After Edgington convinced the network to look into it, Samantha said it was back and forth for a while before she got the official word they were doing the feature. After that, Samantha said she opened her home to ESPN and dedicated a lot of time to making sure the feature would be done the right way.
“I was with them for eight and a half hours,” she said. “It was an all-day thing. They want to make sure they do it well, and I appreciate that. They come in and they take apart your furniture. I have a huge sectional couch that they ended up taking apart so they could set the stage.”
Samantha said ESPN’s next goal is to create a larger feature. She said it could possibly turn into a 30- or even 60-minute feature because they have so much content. The production team filmed interviews that were not seen in the original feature, including ones with Barry Collier, director of athletics, and Emerson Kampen, who was a teammate of Andrew’s.
Samantha hopes the extended feature will focus more on the bone marrow registry, what Project 44 is trying to do, and how it is trying to grow.
“[The Project 44] goal is to change the process of donating bone marrow,” she said. “We want to change the norm so that when you turn 18 you join the registry.”
The feature was produced by Lauren Stowell. In a press release, she said the Smiths stand out because of how Samantha responded to what happened and what she is trying to create out of it.
“During Andrew’s treatment, he and Samantha learned more about the bone marrow transplant process, and that spurred them to want to champion that cause,” she said. “Even while he was alive and fighting, he was holding bone marrow drives at Butler.
“But what is most remarkable part of this story for me – through all of that grief and tragedy that Samantha went through, she was able to find something positive in that moment, and she held a bone marrow drive at her husband’s funeral.”
Through the process of filming the feature and looking back at past memories, Samantha went through a lot of emotions, some she hadn’t gone through in a while.
For the feature, ESPN requested momentos and letters she had of Andrew. Samantha said going through boxes of their stuff brought laughter and tears.

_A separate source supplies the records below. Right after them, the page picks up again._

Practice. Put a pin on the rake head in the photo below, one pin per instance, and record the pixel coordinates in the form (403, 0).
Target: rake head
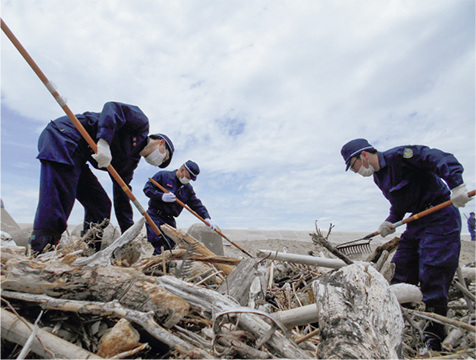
(355, 249)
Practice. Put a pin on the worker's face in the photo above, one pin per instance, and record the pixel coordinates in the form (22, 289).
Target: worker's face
(355, 163)
(184, 173)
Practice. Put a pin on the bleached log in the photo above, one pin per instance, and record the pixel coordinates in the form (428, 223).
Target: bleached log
(299, 316)
(144, 319)
(176, 235)
(51, 346)
(212, 302)
(309, 313)
(301, 259)
(103, 257)
(130, 287)
(238, 283)
(406, 293)
(359, 316)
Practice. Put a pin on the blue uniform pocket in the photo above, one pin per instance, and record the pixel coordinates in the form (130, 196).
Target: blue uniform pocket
(440, 247)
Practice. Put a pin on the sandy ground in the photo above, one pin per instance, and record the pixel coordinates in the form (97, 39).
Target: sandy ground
(467, 255)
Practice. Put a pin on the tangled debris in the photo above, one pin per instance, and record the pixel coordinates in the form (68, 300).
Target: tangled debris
(120, 303)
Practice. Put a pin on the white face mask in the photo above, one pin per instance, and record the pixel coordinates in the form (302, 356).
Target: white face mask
(365, 172)
(156, 158)
(184, 180)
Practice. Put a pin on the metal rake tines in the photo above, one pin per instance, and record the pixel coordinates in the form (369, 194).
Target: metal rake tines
(355, 249)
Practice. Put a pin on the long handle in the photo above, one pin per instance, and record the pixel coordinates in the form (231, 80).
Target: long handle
(419, 215)
(199, 217)
(75, 121)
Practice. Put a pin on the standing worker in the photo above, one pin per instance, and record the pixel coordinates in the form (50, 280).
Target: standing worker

“That certainly was hard for me, digging through things I hadn’t looked at in years: old videos and letters and things like that,” she said. “Yes, there were certainly parts I was used to and had those typical talking points, but it definitely got to another level having to get photos and videos.”
Samantha found many things in one of the boxes in her basement that brought back memories as far back as high school. One set of things she found in particular stood out: 12 letters that Andrew wrote her for Christmas one year. He was already playing for Butler, and he was not around much for Christmas. So, he wrote her 12 letters that accompanied 12 gifts to replicate the 12 days of Christmas.
“Those were wonderful,” she said. “And some of the videos I forgot I had, so I was howling laughing but then simultaneously crying. There were definitely some really special things I had that were really good to see.”
Since it published, the video has gotten more than a million views online, and 3,500 people have joined the bone marrow registry since the feature aired.
ONE MILLION. One million views. One million expressions of support. One million hearts encouraging our own. One million opportunities for impact. One million.
And, more importantly, over 3,500 new potential donors have joined the bone marrow registry since Sunday. pic.twitter.com/RNi3NCSNxf
— Project 44 (@JoinProject44) March 27, 2018
In all, Samantha said she is grateful for the exposure, especially with Project 44 in mind. She knows that this feature can help the exposure of the non-profit organization, and she also knows Andrew’s legacy will live on because of this.
“It is so bittersweet, because I am so proud of him and I’m proud that he’s so honored and beloved and supported, but obviously it’s hard because I wish his jersey wasn’t in that case and I wish there wasn’t all of this,” she said. “While I’m so thankful for everything, I also wish this never happened.”